Aligning Incentives around Health Information Exchange

August 11, 2013
| Reprints
Jody Cervenak of Aspen Advisors offers her perspectives on HIE evolution
Aligning Incentives around Health Information Exchange
Click To View Gallery

But these organizations can’t get over their competitive tendencies. I actually applaud SureScripts and RxHub for, in the 1990s, getting everyone together. But their incentives were aligned, because the pharmacies wanted a more efficient way to get prescriptions filled, and the payers wanted to push generics. So the barriers are aligning incentives, and then pulling large organizations with significant potential gain, to solve the problem together.

Epic’s CareEverywhere has been mentioned as a kind of pseudo-nationwide HIE, though obviously only for Epic customer organizations. What are your thoughts about the fact that one very large EHR vendor might be offering something akin to a private nationwide HIE?

With any technology, you’ll have some people say it works great, and others who say it doesn’t do what it should. But I think a lot of people have a lot of animosity towards Epic, saying they’re a closed system. I’ve never gotten that feeling. I think what they’ve put together is to say, we can talk really, really tightly to other systems. So the Epic system at UPMC and the Epic system at Kaiser and the Epic system at Cleveland Clinic, and the Epic system at Geisinger, yes, they’re all different, but the fundamental core is the same everywhere. It’s a bit like the language, Spanish, with different dialects. And Epic was smart in saying, we have to solve this first within our own family.

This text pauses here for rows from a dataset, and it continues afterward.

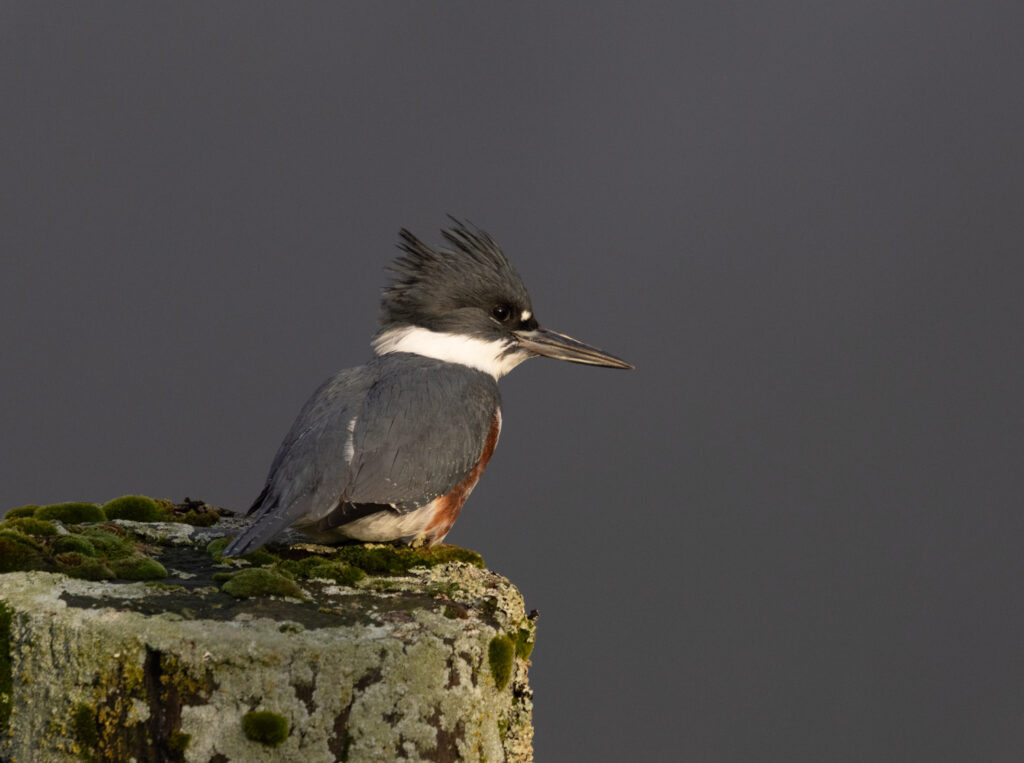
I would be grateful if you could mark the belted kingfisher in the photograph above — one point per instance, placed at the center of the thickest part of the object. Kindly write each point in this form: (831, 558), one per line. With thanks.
(390, 451)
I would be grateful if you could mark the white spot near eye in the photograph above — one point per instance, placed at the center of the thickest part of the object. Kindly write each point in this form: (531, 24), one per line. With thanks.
(489, 356)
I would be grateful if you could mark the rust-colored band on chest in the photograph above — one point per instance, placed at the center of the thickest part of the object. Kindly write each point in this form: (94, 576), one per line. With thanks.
(448, 506)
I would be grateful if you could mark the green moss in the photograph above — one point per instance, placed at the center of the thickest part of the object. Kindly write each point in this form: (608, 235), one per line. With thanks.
(74, 542)
(524, 643)
(136, 508)
(443, 554)
(29, 510)
(178, 740)
(72, 513)
(216, 548)
(265, 727)
(138, 568)
(19, 552)
(398, 559)
(83, 723)
(6, 671)
(313, 566)
(260, 582)
(500, 653)
(109, 543)
(88, 569)
(30, 525)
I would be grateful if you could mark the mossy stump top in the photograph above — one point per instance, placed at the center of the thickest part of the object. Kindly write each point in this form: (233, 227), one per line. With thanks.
(123, 639)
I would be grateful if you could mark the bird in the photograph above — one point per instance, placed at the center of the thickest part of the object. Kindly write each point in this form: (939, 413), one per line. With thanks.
(388, 452)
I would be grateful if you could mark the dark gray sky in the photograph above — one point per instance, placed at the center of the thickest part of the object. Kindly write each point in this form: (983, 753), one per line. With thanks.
(794, 533)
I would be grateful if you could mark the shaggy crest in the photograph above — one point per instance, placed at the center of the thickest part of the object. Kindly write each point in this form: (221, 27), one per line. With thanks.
(432, 284)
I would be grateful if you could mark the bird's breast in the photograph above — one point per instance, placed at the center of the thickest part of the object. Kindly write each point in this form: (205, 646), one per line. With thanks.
(445, 508)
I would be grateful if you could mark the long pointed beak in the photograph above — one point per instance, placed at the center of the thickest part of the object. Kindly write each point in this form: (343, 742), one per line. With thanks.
(561, 347)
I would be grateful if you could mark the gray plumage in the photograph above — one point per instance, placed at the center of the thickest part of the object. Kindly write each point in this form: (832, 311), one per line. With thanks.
(420, 425)
(391, 450)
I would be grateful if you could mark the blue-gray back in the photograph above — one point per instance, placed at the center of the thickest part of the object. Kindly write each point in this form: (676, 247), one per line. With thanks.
(400, 430)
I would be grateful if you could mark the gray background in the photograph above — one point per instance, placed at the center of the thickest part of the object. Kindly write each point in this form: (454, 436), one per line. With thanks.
(794, 533)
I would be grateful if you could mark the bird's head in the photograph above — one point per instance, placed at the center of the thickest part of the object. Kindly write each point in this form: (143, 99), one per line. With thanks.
(465, 303)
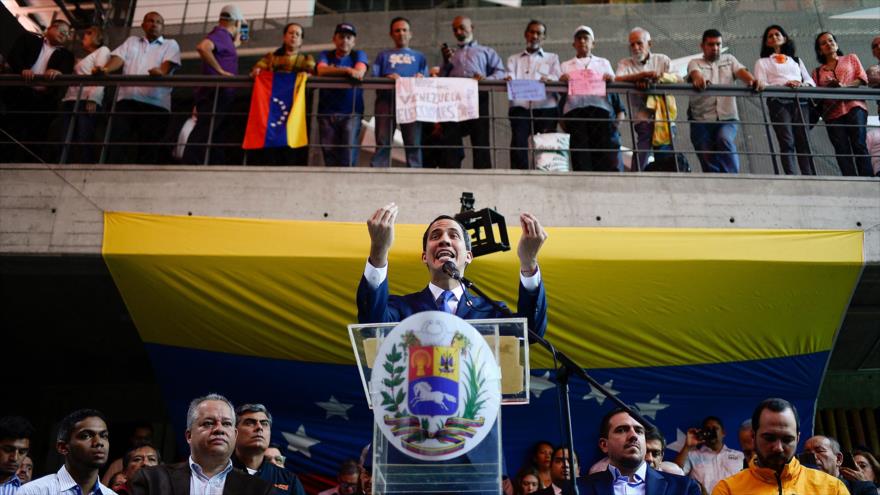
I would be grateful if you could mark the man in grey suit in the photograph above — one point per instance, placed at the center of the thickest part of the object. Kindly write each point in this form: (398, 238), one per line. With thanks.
(622, 438)
(211, 434)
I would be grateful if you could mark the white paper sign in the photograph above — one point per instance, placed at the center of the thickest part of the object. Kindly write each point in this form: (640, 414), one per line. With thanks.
(436, 99)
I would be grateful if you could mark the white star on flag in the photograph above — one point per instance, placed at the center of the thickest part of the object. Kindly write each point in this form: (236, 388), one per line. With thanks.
(300, 441)
(538, 384)
(335, 408)
(649, 409)
(595, 394)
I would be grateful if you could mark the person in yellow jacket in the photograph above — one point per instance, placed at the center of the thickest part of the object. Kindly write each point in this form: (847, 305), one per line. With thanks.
(774, 469)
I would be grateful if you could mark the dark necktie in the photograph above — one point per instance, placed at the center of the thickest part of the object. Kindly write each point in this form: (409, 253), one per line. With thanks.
(443, 301)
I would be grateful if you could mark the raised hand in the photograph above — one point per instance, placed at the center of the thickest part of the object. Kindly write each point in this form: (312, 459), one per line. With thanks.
(530, 243)
(381, 227)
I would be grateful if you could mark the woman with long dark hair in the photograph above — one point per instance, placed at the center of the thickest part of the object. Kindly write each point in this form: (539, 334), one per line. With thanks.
(778, 66)
(845, 120)
(289, 59)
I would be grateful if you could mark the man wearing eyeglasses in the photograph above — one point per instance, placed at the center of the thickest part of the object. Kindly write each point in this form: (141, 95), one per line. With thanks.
(254, 425)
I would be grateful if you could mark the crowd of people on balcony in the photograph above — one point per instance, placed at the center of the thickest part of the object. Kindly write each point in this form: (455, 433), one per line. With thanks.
(230, 451)
(141, 114)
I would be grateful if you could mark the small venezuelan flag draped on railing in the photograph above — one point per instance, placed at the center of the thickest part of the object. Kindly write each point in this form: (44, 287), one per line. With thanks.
(278, 111)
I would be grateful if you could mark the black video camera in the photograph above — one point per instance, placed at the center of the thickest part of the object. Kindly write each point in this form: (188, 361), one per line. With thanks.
(706, 435)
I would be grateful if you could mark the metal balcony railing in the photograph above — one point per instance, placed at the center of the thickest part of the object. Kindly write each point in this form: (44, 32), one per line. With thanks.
(61, 141)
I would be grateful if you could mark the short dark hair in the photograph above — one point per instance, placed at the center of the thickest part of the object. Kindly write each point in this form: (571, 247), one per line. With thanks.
(788, 47)
(126, 459)
(15, 427)
(65, 429)
(535, 21)
(605, 425)
(398, 19)
(715, 419)
(711, 33)
(467, 237)
(654, 434)
(774, 404)
(821, 58)
(251, 408)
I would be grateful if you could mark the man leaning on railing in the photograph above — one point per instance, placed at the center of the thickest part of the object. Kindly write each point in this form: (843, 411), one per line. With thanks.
(142, 112)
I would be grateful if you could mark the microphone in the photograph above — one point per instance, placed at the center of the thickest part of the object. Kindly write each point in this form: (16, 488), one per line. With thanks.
(450, 269)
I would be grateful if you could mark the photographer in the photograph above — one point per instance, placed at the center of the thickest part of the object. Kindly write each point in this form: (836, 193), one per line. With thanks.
(705, 458)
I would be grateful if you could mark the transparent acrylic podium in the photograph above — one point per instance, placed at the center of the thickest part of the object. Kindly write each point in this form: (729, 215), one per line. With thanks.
(475, 472)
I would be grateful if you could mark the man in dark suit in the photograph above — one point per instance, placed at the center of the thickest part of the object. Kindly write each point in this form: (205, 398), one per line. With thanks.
(33, 55)
(444, 240)
(622, 438)
(211, 434)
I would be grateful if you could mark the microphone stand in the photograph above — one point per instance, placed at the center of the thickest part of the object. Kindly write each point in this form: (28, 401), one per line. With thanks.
(567, 367)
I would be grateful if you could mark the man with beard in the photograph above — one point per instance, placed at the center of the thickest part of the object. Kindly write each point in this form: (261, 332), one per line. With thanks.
(622, 438)
(254, 425)
(444, 240)
(829, 459)
(84, 442)
(211, 434)
(643, 68)
(775, 469)
(15, 442)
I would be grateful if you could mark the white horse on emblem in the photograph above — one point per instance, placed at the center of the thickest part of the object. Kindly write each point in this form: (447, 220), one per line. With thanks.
(423, 393)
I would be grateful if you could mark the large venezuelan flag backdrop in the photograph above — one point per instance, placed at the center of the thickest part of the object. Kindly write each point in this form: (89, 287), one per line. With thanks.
(682, 323)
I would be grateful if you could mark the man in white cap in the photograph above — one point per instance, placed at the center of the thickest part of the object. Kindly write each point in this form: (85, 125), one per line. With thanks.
(219, 58)
(593, 148)
(142, 112)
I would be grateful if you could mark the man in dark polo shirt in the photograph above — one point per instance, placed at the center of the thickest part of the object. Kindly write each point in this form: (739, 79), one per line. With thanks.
(254, 425)
(219, 58)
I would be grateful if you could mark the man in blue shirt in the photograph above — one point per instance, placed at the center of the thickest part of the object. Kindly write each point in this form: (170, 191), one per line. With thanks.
(474, 60)
(340, 110)
(398, 62)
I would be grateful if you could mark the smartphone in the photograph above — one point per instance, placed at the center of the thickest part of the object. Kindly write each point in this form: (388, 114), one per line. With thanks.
(808, 459)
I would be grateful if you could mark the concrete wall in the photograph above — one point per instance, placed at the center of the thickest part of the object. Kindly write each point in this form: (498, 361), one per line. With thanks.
(58, 211)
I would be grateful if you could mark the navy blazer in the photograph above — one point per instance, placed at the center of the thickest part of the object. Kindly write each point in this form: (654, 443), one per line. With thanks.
(657, 483)
(376, 306)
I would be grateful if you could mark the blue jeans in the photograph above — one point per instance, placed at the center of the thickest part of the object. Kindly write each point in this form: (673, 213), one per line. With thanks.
(339, 139)
(715, 144)
(412, 136)
(851, 140)
(789, 120)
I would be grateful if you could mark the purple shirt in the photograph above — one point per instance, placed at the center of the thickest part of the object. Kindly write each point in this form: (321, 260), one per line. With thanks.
(226, 55)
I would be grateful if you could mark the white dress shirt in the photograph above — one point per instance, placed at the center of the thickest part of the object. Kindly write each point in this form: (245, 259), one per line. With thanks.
(84, 67)
(772, 73)
(200, 484)
(375, 277)
(593, 63)
(534, 66)
(60, 483)
(42, 62)
(709, 467)
(141, 55)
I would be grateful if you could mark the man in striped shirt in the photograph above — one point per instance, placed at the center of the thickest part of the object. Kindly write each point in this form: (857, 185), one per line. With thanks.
(15, 440)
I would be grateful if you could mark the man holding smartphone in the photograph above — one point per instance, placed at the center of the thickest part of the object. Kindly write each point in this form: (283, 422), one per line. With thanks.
(831, 460)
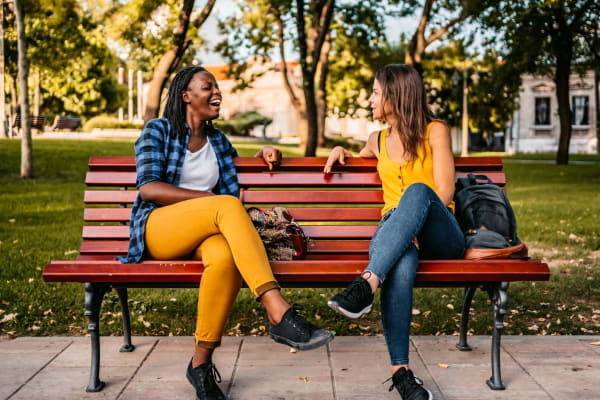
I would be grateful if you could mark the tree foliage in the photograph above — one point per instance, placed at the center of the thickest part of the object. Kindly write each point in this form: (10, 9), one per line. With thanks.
(546, 37)
(71, 52)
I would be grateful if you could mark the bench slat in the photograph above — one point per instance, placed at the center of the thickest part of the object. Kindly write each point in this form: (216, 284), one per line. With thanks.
(119, 247)
(313, 196)
(253, 164)
(119, 178)
(304, 271)
(110, 196)
(312, 231)
(118, 214)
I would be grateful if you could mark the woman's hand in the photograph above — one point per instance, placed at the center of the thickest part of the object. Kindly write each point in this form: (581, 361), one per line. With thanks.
(338, 153)
(271, 155)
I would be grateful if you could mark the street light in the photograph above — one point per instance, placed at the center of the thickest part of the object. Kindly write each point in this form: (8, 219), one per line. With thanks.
(465, 109)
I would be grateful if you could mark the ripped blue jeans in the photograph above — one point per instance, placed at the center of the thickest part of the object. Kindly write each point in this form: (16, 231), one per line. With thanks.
(394, 259)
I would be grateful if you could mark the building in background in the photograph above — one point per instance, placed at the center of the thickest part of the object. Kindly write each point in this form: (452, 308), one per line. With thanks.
(268, 96)
(536, 126)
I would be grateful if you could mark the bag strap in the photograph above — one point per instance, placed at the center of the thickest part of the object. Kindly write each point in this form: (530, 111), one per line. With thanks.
(472, 180)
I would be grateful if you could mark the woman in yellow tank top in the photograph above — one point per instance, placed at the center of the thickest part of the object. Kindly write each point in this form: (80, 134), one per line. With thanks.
(416, 168)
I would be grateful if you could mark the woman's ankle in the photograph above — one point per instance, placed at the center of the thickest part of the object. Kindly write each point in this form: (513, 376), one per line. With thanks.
(372, 279)
(202, 355)
(275, 305)
(395, 368)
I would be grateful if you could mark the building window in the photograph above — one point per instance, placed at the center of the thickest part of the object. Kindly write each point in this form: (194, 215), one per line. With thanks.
(542, 111)
(580, 110)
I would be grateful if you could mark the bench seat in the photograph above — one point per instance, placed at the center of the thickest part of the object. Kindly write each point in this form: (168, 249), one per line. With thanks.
(339, 212)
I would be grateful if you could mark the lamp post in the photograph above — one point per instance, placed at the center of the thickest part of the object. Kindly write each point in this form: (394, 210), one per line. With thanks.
(465, 108)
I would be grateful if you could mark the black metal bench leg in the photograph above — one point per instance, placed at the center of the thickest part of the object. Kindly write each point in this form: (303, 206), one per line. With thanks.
(94, 293)
(127, 346)
(499, 297)
(464, 320)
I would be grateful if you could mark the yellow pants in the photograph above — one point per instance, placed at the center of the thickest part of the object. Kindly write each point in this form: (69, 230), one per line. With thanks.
(218, 231)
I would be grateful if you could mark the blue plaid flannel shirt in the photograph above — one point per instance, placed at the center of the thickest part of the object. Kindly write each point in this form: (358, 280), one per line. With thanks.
(159, 157)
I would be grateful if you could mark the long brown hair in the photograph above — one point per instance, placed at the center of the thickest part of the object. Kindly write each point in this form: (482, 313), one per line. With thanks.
(402, 88)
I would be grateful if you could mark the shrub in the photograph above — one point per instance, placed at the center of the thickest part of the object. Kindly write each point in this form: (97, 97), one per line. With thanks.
(108, 122)
(241, 124)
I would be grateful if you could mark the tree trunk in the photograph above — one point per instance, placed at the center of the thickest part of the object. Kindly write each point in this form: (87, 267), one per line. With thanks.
(311, 116)
(36, 97)
(171, 59)
(14, 96)
(26, 151)
(322, 90)
(596, 80)
(562, 44)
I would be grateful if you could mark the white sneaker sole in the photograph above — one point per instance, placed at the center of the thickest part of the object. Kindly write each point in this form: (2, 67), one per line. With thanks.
(336, 307)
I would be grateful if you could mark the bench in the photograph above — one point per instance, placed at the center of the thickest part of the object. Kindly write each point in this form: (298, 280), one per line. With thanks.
(37, 122)
(339, 212)
(61, 122)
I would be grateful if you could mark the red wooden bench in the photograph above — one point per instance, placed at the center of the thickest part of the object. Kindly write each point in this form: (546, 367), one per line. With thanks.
(339, 212)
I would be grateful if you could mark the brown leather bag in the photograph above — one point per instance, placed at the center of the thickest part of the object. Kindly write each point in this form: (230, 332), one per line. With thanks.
(518, 251)
(282, 237)
(483, 244)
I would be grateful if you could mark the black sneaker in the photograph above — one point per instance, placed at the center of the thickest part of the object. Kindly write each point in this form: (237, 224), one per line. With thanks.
(409, 386)
(296, 332)
(204, 378)
(355, 300)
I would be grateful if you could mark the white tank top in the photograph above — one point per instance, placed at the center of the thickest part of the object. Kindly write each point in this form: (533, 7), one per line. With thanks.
(200, 170)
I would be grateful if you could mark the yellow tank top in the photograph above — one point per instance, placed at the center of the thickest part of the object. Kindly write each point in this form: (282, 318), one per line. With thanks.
(395, 178)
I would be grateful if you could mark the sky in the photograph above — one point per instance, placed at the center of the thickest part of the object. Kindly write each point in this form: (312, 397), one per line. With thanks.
(394, 27)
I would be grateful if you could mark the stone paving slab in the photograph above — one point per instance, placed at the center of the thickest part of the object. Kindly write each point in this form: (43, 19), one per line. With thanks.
(533, 367)
(566, 369)
(462, 374)
(22, 358)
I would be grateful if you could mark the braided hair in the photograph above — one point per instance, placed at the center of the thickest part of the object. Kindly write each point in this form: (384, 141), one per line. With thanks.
(174, 110)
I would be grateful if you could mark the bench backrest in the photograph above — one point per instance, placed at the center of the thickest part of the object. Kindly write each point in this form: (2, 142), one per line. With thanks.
(37, 121)
(338, 211)
(61, 122)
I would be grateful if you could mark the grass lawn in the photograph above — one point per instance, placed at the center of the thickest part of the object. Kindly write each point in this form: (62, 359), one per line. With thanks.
(558, 210)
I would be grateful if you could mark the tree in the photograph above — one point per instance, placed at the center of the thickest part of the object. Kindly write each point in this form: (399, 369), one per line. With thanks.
(442, 16)
(491, 100)
(546, 38)
(160, 34)
(59, 31)
(26, 156)
(266, 26)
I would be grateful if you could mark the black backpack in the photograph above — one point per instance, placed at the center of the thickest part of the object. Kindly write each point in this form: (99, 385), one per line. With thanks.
(486, 218)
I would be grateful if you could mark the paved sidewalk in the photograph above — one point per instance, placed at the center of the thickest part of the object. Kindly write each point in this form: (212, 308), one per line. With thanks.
(533, 367)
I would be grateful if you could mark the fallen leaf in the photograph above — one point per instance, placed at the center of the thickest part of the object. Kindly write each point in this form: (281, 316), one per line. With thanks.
(8, 317)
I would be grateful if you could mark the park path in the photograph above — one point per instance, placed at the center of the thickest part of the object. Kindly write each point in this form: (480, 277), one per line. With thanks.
(351, 367)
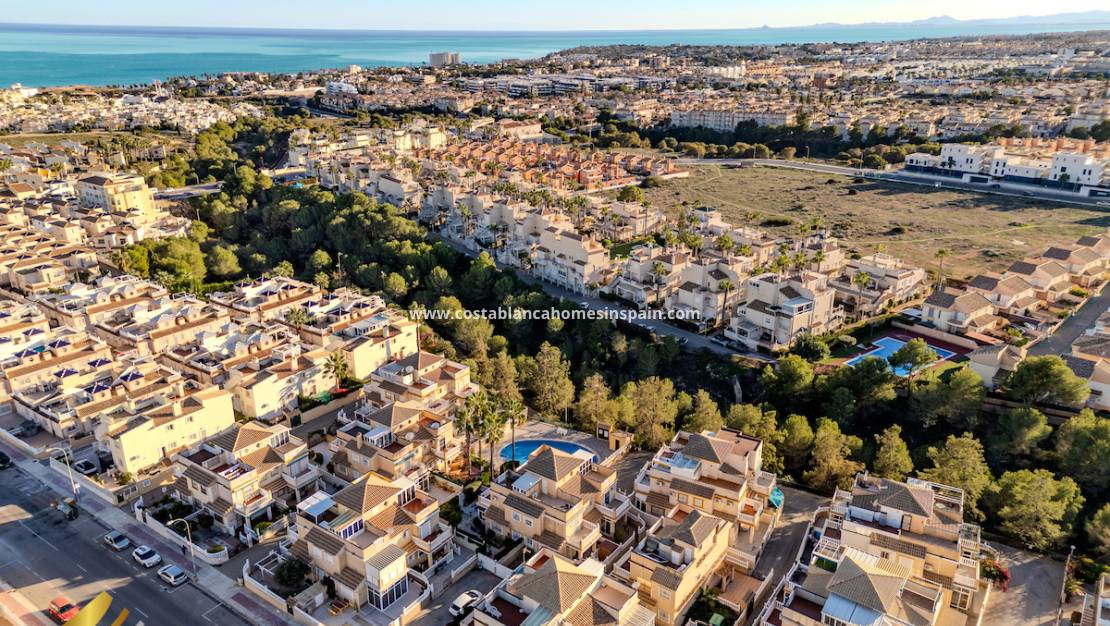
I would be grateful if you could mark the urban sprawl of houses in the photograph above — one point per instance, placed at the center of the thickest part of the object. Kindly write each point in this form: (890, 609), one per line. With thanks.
(168, 400)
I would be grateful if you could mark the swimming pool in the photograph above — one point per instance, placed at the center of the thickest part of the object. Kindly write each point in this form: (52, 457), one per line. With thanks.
(890, 345)
(525, 447)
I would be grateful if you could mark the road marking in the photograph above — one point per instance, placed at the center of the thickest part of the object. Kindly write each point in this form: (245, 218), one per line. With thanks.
(38, 535)
(204, 615)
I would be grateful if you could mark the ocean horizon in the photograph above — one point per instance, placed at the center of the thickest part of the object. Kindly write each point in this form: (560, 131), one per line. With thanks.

And I was one who was pushing them to go outside of Epic, because at UPMC, we had the whole Epic-Cerner thing going. And I don’t think it was because they were being dogmatic or closed or monopolistic—I personally believed that the reason they did that is that they really, truly cared about doing it right. And I think that they looked at it on such a detailed level, and that led to their wanting to do it right within their own systems, and then they would be willing to expand outside Epic customers. And I believe a lot of people going into the HIE market underestimated the complexities, and are having to eat their words now. And Epic looked at it as complicated from the start. So the good thing is that they’ve figured out how to do it within their own group. And the concern that the industry has… But you’re right, by de facto, they’ve created their own version of a national key… So I think Epic being a monopoly would be problematic, for all the reasons that a monopolistic environment is dangerous. And they have a great company, and stand by their word, and have created quality, but I don’t think it’s realistic to allow that.

Concerns are being expressed about the possibly monopolistic nature of having one vendor emerge with so much reach and power.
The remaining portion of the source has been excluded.